Snowden Horseshoe

22 Sep 2001 - by Andrea Eddy

One of our Elbrus teammates from an August 2001 climb was from the UK and kept telling us about the great hiking/climbing in his homeland that was the training ground for George Mallory. While not very high, the mountains are challenging class 3 (and some class 4) scrambles. I took his invitation and went to see first hand. We chose the Snowden Horseshoe in the Snowdonia Range of Wales which includes four summits, one of which is Snowdon, the highest peak in England and Wales at 3559 feet.

The route starts from the car park at Pen y Pass (GR:647 556) or if the parking lot is full from the Pen y Gwryd Hotel (where we parked). Usually by 10:00 a.m., the upper parking lot is full. Take the Pyg track from the top end of the car park (not the miners track nearer the entrance) up onto Crib Goch (means red comb) which is the first peak. About 50% of the trail to this first peak was your typical Colorado Class 2 walk-up, but the other 50% was class 3 scrambling similar to the Homestretch on Long's Peak.
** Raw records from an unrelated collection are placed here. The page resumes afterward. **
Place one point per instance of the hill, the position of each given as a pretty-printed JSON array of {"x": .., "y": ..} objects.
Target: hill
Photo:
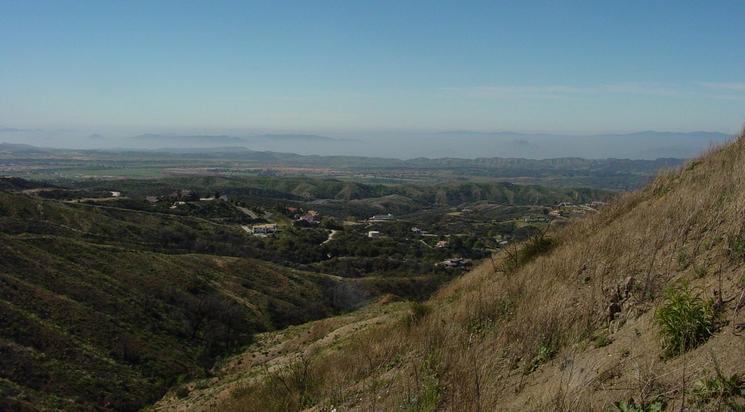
[
  {"x": 104, "y": 308},
  {"x": 635, "y": 308}
]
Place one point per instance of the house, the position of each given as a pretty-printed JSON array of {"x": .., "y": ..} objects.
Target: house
[
  {"x": 381, "y": 218},
  {"x": 308, "y": 218},
  {"x": 455, "y": 263}
]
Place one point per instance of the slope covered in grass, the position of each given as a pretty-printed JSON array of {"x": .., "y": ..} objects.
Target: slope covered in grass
[
  {"x": 583, "y": 321},
  {"x": 104, "y": 308}
]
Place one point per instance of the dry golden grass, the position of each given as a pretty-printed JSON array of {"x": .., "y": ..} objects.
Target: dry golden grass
[{"x": 541, "y": 337}]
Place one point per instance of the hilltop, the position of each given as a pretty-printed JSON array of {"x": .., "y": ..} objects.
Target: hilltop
[{"x": 638, "y": 307}]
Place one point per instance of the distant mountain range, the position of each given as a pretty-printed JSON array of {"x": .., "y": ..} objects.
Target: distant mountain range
[{"x": 404, "y": 145}]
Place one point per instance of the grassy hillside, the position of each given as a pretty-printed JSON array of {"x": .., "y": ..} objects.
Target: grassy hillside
[{"x": 637, "y": 308}]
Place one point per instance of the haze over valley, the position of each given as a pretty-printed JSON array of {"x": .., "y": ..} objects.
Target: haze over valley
[{"x": 372, "y": 206}]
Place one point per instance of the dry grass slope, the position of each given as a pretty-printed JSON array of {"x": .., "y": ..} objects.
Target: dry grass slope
[{"x": 571, "y": 329}]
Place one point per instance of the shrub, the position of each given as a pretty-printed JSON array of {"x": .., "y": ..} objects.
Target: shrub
[
  {"x": 718, "y": 388},
  {"x": 685, "y": 320},
  {"x": 736, "y": 248},
  {"x": 417, "y": 312},
  {"x": 546, "y": 351},
  {"x": 537, "y": 245}
]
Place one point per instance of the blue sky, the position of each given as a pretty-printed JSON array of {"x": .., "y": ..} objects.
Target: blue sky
[{"x": 353, "y": 66}]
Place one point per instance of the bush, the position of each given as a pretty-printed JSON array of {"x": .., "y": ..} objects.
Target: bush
[
  {"x": 685, "y": 320},
  {"x": 418, "y": 311},
  {"x": 736, "y": 248}
]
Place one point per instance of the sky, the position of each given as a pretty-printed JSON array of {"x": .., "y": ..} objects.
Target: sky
[{"x": 351, "y": 67}]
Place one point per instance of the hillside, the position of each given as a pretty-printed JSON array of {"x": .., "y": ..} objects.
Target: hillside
[
  {"x": 636, "y": 308},
  {"x": 104, "y": 308}
]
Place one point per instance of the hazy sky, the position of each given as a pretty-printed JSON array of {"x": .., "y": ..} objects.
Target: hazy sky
[{"x": 557, "y": 66}]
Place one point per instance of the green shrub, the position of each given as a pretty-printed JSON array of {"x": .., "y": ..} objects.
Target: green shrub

From the top of the first peak, heading west, you must cross an exposed knife-edge ridge that is reminiscent of the knife-edge on Capitol Peak. Most climbers that day were straddling the ridge to get across it, although there were some footholds below the crest, which I chose to use holding onto the knife edge with one hand. Also, along the way to the second peak are pinnacles and towers which can either be climbed or circumvented. Climbing all of them can be tedious. After the knife-edge, you descend into a gap and then rise to Crib-y-ddysgl, which is the second peak.

Descending from the second peak brings you to the 3 m marker stone which is where the pyg track rejoins the trail, and the ridge widens. From here you follow the train track to the summit of Snowdon (the third peak). The actual summit is named Yr Wyddfa. Since there is a train to the top of this peak, the top is similar to Pikes Peak with plenty of tourists, souvenirs, and food.
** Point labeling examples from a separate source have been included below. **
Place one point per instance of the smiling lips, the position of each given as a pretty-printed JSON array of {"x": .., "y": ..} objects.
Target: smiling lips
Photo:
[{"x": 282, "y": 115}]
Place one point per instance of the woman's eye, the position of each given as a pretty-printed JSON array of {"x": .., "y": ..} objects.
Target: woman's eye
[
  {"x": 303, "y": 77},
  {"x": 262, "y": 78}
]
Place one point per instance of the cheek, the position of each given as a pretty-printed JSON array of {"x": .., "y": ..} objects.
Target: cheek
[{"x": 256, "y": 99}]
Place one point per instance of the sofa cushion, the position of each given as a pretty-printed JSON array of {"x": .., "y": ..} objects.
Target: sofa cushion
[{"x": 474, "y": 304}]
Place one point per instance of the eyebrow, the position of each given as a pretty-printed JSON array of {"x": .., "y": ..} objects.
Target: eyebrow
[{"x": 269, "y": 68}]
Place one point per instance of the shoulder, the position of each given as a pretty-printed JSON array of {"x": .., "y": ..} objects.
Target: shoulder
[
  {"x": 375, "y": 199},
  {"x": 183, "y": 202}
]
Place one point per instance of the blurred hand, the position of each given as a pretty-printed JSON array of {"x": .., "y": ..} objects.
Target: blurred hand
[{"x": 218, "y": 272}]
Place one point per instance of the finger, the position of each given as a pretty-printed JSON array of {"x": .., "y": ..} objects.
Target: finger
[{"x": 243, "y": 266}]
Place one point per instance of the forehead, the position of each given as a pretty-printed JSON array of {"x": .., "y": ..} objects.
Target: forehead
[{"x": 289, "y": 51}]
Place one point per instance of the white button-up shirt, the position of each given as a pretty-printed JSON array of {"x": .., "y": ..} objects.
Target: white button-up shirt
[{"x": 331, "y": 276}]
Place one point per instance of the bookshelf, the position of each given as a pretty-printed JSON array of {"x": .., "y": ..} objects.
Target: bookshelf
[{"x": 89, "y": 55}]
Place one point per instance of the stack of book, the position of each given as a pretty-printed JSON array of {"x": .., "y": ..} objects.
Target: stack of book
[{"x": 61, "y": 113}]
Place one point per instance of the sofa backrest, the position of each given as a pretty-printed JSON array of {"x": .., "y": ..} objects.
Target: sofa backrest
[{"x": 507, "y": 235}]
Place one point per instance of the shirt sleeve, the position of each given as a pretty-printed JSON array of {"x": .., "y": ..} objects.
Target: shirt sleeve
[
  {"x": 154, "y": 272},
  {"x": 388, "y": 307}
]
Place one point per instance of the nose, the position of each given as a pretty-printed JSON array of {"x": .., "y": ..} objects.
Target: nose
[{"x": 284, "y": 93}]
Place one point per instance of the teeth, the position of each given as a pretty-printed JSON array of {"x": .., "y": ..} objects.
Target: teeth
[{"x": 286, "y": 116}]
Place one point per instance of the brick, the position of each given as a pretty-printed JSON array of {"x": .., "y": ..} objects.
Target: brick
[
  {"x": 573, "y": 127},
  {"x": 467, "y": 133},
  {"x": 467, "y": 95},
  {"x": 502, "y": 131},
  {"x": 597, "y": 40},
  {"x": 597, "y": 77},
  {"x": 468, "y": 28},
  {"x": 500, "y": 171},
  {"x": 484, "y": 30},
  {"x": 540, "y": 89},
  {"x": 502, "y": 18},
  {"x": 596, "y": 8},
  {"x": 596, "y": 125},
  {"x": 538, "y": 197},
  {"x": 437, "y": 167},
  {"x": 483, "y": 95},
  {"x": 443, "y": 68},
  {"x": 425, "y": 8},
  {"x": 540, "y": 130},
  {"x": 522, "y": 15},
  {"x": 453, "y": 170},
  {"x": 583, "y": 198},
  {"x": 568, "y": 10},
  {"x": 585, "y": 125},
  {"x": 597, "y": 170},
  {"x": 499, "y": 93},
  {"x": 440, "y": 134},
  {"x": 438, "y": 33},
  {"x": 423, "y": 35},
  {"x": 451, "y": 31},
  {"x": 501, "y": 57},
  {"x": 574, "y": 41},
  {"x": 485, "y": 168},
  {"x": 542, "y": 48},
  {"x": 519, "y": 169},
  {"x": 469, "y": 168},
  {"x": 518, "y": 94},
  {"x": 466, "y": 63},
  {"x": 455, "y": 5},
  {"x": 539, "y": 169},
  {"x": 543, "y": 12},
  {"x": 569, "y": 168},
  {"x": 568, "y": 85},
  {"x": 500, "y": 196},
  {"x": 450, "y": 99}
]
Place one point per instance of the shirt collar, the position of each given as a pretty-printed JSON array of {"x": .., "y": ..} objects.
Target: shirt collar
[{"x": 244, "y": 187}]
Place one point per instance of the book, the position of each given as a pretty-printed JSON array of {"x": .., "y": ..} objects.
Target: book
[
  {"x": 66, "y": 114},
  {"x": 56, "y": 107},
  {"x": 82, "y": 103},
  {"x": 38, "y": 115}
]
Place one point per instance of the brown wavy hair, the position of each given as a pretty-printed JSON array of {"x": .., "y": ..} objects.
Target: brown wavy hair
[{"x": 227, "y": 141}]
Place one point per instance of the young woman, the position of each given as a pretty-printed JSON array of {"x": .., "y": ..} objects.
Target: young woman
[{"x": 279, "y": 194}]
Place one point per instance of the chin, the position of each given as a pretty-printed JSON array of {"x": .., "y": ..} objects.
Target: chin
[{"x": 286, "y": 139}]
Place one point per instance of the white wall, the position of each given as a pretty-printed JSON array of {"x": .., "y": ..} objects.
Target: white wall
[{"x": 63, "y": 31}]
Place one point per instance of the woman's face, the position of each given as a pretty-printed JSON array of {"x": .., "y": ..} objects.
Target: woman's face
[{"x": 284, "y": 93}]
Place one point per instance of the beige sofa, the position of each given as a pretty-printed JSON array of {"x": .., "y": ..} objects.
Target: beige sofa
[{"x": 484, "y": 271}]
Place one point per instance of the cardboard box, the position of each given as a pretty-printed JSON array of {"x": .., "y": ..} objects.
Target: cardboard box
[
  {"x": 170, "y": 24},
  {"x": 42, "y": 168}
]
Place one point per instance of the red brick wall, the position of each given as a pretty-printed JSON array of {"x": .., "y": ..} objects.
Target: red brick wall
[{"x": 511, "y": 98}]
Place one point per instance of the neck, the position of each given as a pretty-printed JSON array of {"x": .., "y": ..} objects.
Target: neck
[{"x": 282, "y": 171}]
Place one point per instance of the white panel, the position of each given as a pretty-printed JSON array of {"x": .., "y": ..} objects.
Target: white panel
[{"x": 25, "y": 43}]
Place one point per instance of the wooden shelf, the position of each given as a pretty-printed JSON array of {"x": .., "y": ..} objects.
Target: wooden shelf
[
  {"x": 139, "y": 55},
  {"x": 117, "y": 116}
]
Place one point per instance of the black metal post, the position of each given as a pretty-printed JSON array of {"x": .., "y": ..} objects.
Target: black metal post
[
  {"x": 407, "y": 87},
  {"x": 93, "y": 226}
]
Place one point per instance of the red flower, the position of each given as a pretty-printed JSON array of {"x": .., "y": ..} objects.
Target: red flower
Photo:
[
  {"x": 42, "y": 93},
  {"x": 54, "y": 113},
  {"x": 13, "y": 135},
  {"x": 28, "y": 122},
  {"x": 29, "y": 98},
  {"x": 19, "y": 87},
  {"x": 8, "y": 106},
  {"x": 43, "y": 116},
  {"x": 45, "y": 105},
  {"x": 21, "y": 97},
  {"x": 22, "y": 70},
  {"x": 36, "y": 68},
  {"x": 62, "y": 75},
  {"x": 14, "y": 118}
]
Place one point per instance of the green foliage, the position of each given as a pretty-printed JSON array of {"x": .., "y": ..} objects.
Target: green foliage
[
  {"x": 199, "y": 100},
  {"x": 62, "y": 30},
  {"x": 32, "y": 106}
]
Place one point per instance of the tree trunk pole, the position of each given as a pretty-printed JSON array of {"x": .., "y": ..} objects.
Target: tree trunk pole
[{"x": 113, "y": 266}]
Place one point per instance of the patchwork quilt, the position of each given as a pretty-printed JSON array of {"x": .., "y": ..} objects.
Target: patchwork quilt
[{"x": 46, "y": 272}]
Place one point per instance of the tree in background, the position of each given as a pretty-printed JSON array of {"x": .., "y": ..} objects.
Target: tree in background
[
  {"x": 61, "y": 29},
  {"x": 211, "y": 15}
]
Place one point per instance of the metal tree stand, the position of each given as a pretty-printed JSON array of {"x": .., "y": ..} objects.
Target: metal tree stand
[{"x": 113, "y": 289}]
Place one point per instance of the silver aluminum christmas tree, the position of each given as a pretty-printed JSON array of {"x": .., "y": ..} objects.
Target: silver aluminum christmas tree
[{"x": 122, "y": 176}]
From this tourist area, head down the southwest ridge to the 2 m marker stone. Turn east and descend on Watkin path to the col at Bwich y Saethau. Continue on the path until the steep face of LLiwedd, the fourth peak looms. Climb direct up the west summit and then down & up the east summit. Descend to lake Llyn Llydaw and join the Miners track back to Pen y Pass car park.

The entire route was 7.5 miles and took about 6 hours with a 45 minute stop in the tourist trap to get something warm to drink. I should have started my Avocet to keep track of the total feet gained and lost, but didn't realize how much we were going to be doing.

The weather was typical Wales, about 45-50 degrees Fahrenheit and misty. However there were several "moments" when the mist cleared and the view out to the Irish Sea was breathtaking. This was Wales at its finest. Overall, the entire route was about 60% trail, and 40% class 3 scrambling which could be made more difficult climbing all the pinnacles and towers. The rock was delightfully solid. The most treacherous part was the drive getting there and back from Worcester (where my friend lives) with all the narrow roads, round-abouts in the middle of the autobahn, and of course driving on the "wrong side" of the road. The drive from Worcester to Snowdonia was about 3 hours probably going 80 miles an hour. (Note: Worcester is outside of Birmingham, England, and American has a daily direct flight there from Chicago.)

I highly recommend this cirque for a taste of British climbing as well as the pub, Ty Gwyn, in Betws-y-Coed on the way out of Snowdonia.